Sell in May and go away, a slogan referred to when traders and investors go flat (hold no positions) over the summer. If traders and investors took part in the sell in May and go away theory this year, many would probably have some catching up to do as they are lagging the indexes.
I traded the failed head and shoulders pattern in July, but quickly reversed the trade after breaking up through and holding the neckline. Too many people were shorting the head and shoulders pattern in July and when a few people stepped in to buy; those who were shorting got stopped out. With September around the corner, is it time to sell?
As the market seems to keep going higher, some stocks are getting ahead of the underlying fundamentals. So, why have we not seen a pullback? Whenever the market looks like it wants to pull back, fund managers, retail investors, and others are piling in with hopes of catching up to the indexes. Afraid they will miss the next move higher. The current market just doesn’t want to sell.
Looking at the chart below, the S&P 500 volume is thinning out while making new highs.

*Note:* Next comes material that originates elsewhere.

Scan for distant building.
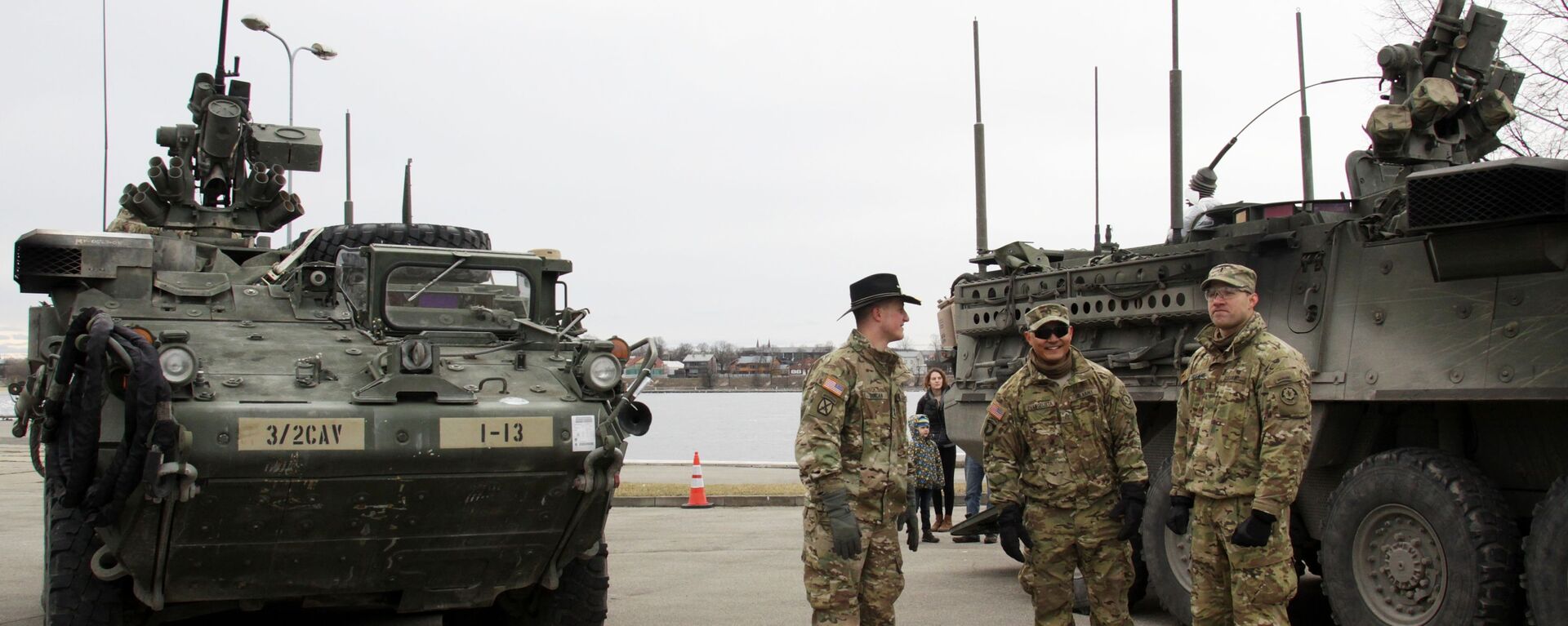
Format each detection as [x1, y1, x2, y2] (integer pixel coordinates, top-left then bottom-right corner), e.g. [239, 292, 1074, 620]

Recent volume has been concentrated in just a few companies.

Although the S&P 500 is in a nice upward trend, many others and I think there will be a correction. The $64,000 question is when and how much? One thing I learned quickly in trading is that if most investors and traders suspect it, then most likely it will fail. How many times did investors and traders call a bottom on the way down to the March lows? I think the head and shoulders pattern failed because it was a one sided trade…everyone was short, including myself.
While I think a pullback is near, I remain bearishly long. My trading portfolio is currently flat while my income portfolio is loaded with preferred stocks and junk bonds. However, as the markets continue to rise, so do my stop loss orders. Maybe, September will show us what is next to come.